Sins and Transgressions The society and government in which a person lives is one of the most influential factors for their religion, values and what is socially acceptable within the terms of society. In Ayn Rand’s Anthem, the dystopian society’s government has a very prominent role in every citizen’s life. The council, the group of people who run the society, established many rules and ways of thinking towards appearance and lifestyle. In this society, being different is considered evil because the council engraved into the citizen’s heads that it is only socially acceptable to be one of the group.
Prometheus, the main character, is individualized in the civilization as one of the smartest, tallest and most capable people. These characteristics resulted in rejection and outcast treatment from the council. Society perceives cleverness and height as a curse, consequentially living a life of sins and transgressions. To prevent citizens from stepping out of obedience and overthrowing their power, the leaders of this dystopian society maintain a negative connotation toward individuality.
Intelligence is not highly recognized in this society so as to sustain the control the council has over its citizens by manipulating the general population to have low intelligence. One of Prometheus’ main “sins” is that he is intellectually above all other citizens in the society. He is punished throughout his childhood for this transgression so he would grow up with the mentality that it was evil to be superior and that he should not use his abilities. “It was that the learning was too easy. That is a great sin, to be born with a head, which is too quick.
It is not good to be different from our brothers, but it is evil to be superior” (Rand 21). Prometheus has always been superior to his brothers, but to retain the power the government has over the people’s ways of thinking, the council has laws that enforce he must be like his brothers in every way. These laws include regulating how clever a socially acceptable person can be. The government can maintain its power if its citizens are equally as unintelligent as possible. They praise those who are not cunning. “We tried to forget our lessons, but we always remembered”(Rand 21).

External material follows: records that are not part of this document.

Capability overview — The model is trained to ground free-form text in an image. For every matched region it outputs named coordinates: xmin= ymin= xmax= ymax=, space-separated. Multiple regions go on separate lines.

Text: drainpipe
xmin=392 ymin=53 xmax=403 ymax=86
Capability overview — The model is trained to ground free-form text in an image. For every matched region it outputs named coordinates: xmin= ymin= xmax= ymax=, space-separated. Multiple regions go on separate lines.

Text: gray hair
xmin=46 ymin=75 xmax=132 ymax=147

This mentality leads Prometheus to believe his intelligence is a sin rather than a blessing. After Prometheus has attempted to present his light to the council, he discovers that the council has no interest in promoting the development of society. The men in council ran in terror away from the light and without acknowledging the invention. They ridiculed Prometheus for his rule breaking and began to list punishments for him (Rand 70-72). The fact that they did not care about Prometheus’ light sparks a realization in Prometheus.
He understands then that the power of the government rests in the static economic and social systems of his society. “It took fifty years to secure the approval of all the Councils for the Candle, and to re-fit the Plans so as to make candles instead of torches. This touched upon thousands and thousands of men working in scores of States. We cannot alter the Plans again so soon” (Rand 74). Changing the plans to increase the development of society would mean extending what citizens can or cannot do under government’s supervision.

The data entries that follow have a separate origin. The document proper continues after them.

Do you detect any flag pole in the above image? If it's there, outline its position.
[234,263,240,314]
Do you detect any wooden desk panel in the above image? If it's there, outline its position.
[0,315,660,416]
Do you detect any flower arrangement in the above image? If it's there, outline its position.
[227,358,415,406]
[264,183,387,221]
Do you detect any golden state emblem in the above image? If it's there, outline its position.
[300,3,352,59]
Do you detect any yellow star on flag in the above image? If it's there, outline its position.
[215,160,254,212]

Prometheus’ discovery that ‘I’ was kept away from citizens in concept and in theory shows to him how the society evolved underneath the government. The council never uses the word ‘I’ and it forbids the use of it to continue in the mentality that all men are one body. There is no individual in the group. “We are nothing. Mankind is all” (Rand 21). The theory that one man alone can be nothing keeps Prometheus, as a young child, from developing into the individual he could’ve been from the start.

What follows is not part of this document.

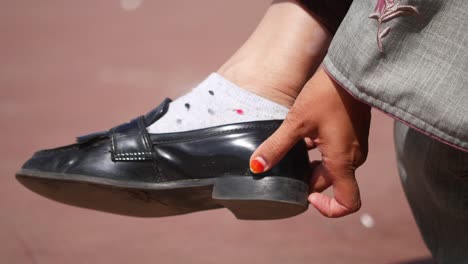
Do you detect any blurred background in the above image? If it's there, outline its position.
[0,0,433,264]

This disregard to an individual also prevents citizens from expressing their thoughts and opinions. Preventing a population from expressing free speech keeps the society socially static. Since no personal expression is allowed, individuality in virtually nonexistent. Anthem clearly shows through Prometheus’ experiences that government control over individuality maintains the leaders’ power. Setting regulations for how a person must appear and how they must talk limits originality in citizens.
It also limits the ability of citizens to overthrow a government’s position of authority. The council disapproves of any kind of evolution of society. This is because the government does not want an individual person to be able to stand out and rise above his brothers. Unfortunately, Prometheus is born an individual; therefore he is treated unfairly and labeled as cursed. The society sets rules on how a person must appear and behave to maintain there control over the population.